How ISIS spread in the Middle East. David Ignatius takes a deep dive for The Atlantic, tracing the roots of the Islamic State in Iraq and Syria—and how to stop it. Read that, here.

What it would really take to knock out the power grid. As our electrical system lifts itself out of the industrial age, the defense built around it will require added vigilance. NextGov takes a look, here.

Welcome to the Monday edition of The D Brief, from Ben Watson and Bradley Peniston. Tell your friends to subscribe here: http://get.defenseone.com/d-brief/. Want to see something different? Got news? Let us know: the-d-brief@defenseone.com.


Budget deal is a big win for Pentagon. Even though it’s only a two-year agreement, the budget deal passed by Congress and the White House will get the Pentagon past the worst of the spending caps, writes Global Business Reporter Marcus Weisgerber.

“After vowing to end two wars, Obama may leave three behind” is the Washington Post’s poignant headline. “In the near term, administration officials expressed cautious optimism that the combination of more U.S. air power, a bigger Iraqi push against Islamic State forces in Ramadi along with Kurdish and Syrian Arab efforts in Raqqa and along the border could shift the momentum on the battlefield. ‘If you get all these things in motion, you put a lot of pressure on the Islamic State to move and communicate,’ a senior U.S. official said. ‘As they do, they become targets.’” Read that, here.

Burn pit alert: U.S. troops’ environmental assessments of their combat deployments have been omitted from medical records in order to avoid “disability claims for chronic illnesses that may not be due to exposure,” Military Times reports.

“This is a rationale for denying not only patients, but also their physicians, ready access that DoD — and any reasonable American — should consider relevant to diagnosis and treatment,” said Peter Sullivan, father of a Marine who died of an unexplained illnesses in 2009 following a deployment to Iraq. More here.

ICYMI: British officer posted at Pentagon spy agency. The Defense Intelligence Agency just appointed its first British Air Force officer as a deputy director. “In an official announcement, the Pentagon said that the Defense Intelligence Agency (DIA) had chosen Air Vice Marshal Sean Corbett of Britain’s Royal Air Force (RAF) as its first “deputy director for Commonwealth Integration,” Reuters reported Friday. “Corbett, presently the RAF's top professional intelligence officer, would be top advisor to DIA director Lt. Gen. Vincent Stewart on defence and intelligence issues concerning an alliance of English-speaking countries known as the "Five Eyes.” The appointment is “not that unusual,” said Mark Lowenthal, a former senior CIA and State Department official Think of him as a senior liaison officer.

Brits cozy up to Bahrain—establishing their first “permanent” Middle Eastern base in 40 years, and it’ll be at at Mina Salman Port in Bahrain.
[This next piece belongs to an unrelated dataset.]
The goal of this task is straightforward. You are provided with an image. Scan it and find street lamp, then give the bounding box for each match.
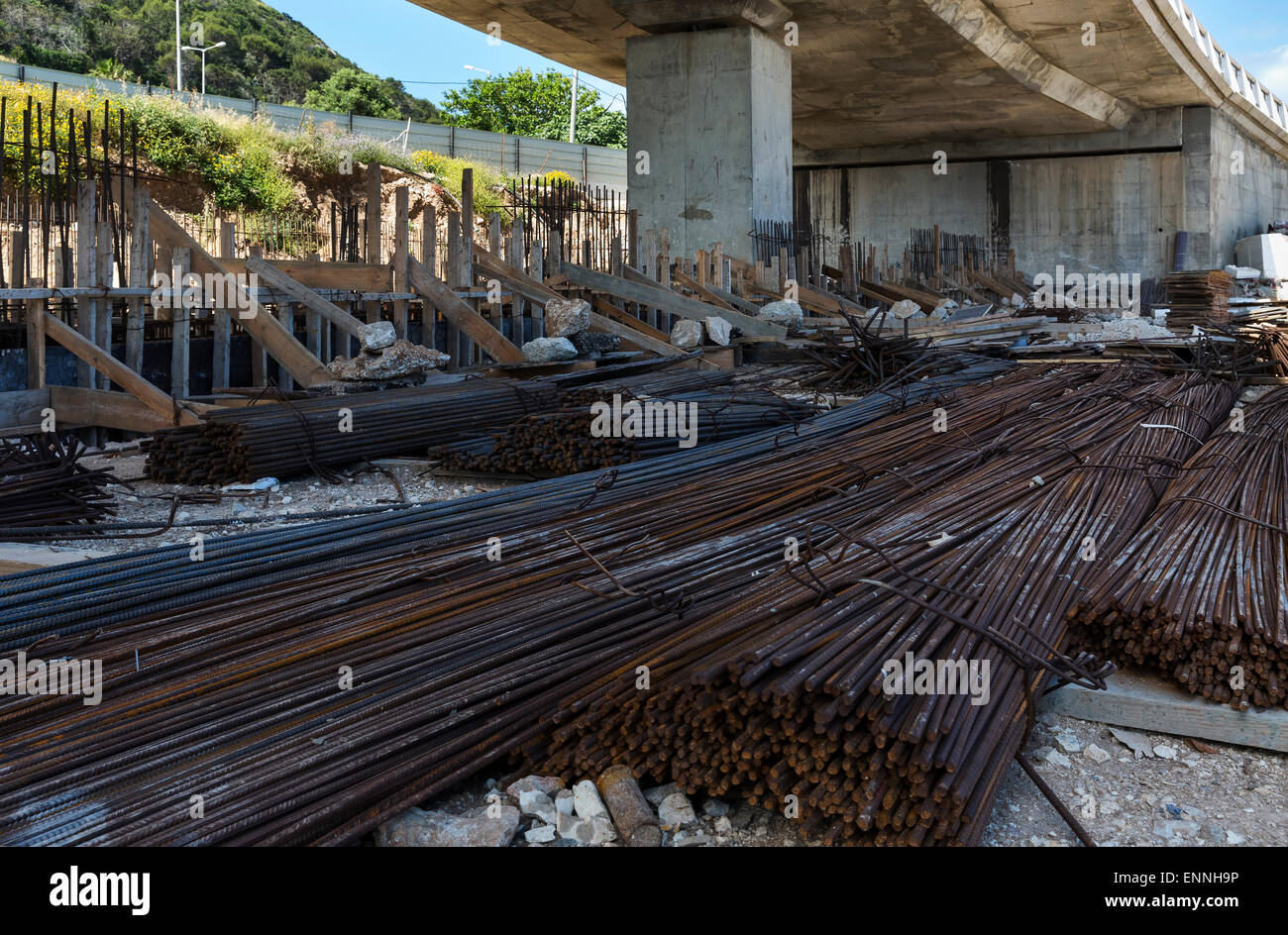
[183,43,228,97]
BBC has more.

Lastly today—Costume fail of a serious sort. On Saturday, a Fort Bragg soldier made the unwise decision to attempt to enter the North Carolina base dressed a suicide bomber since it was, y’know, Halloween. The response? The gate entrance was promptly cleared and a bomb disposal team dispatched to the scene, NBC News reported. The costume included a simulated explosive vest. “Costumes of this sort are not allowed on Fort Bragg,” the base said in a statement. That story, here.